Keep a lead on him and when he attemps to go around grab the lead and reel him in to you. Or when he gets close to you just step in front of him to sort of block him and then have him heel.

I have a springer that does the same thing, now I don't have here heel I just have her hup in front of me, take the bird and then heel her.


----------



## tumblebuck (Feb 17, 2004)

Couple different things you can try:

Start with basic obedience with a bumper in his mouth....no retrieves. Have him sit facing you (bumper or bird in mouth), back up a couple steps, and then heel. Keep him on a check cord and pull him to you, if necessary. Eliminates the "freedom" of a retrieve.

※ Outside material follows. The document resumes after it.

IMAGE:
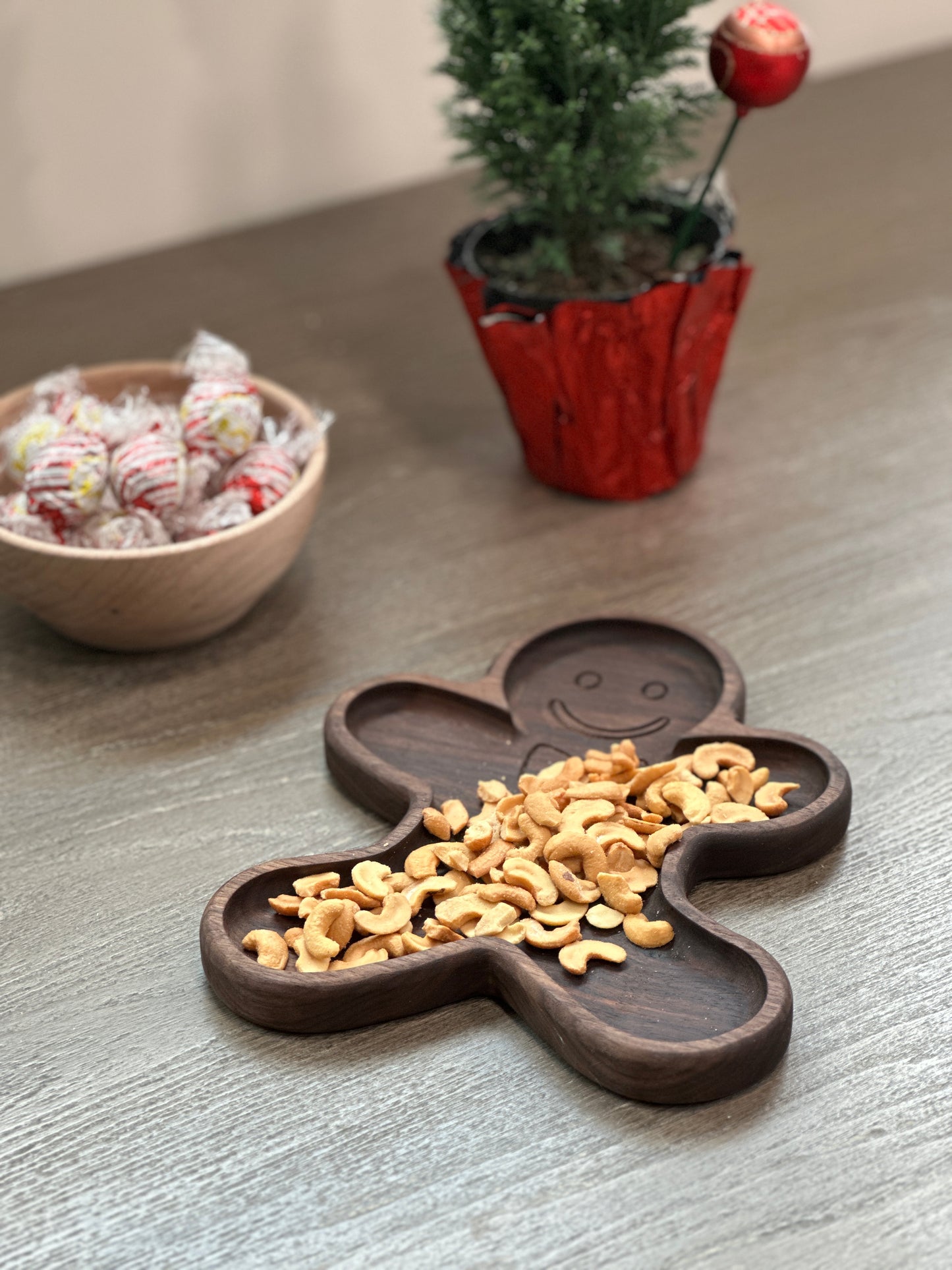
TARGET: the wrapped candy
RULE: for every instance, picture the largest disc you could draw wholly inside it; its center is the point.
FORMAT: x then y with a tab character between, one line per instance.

Then advance to short, short retrieves. Keep him on check cord. Throw bumper, fetch, pull him to you, have him sit in front of you and then heel (just like steps before). Once he sits and heels reliably, eliminate the sit step. He'll get the hang of it.

Do you have a heeling stick? If dog is flaring to one side you can step to that direction with the stick extended in your hand. Creates an obstacle that will stop the dogs progress around you. The trick is not to do it too soon so the dog can flare wide and get around. Do it right before he is in reach.


----------



## Goosehunterdog (Jun 12, 2005)

I use the heeling stick and I will also grab the collar as the dog comes past..I also CC to "here" and "heel"


----------



## gonehuntin' (Jul 27, 2006)

that's all good advice and it all will work. Take your pick and be consistent.


----------



## GOBBLER12 (Apr 5, 2006)

Thanks for all the help fellas. It is already working. He had a good idea of what he was supposed to do, just needed a little reminder....

shoot straight.


----------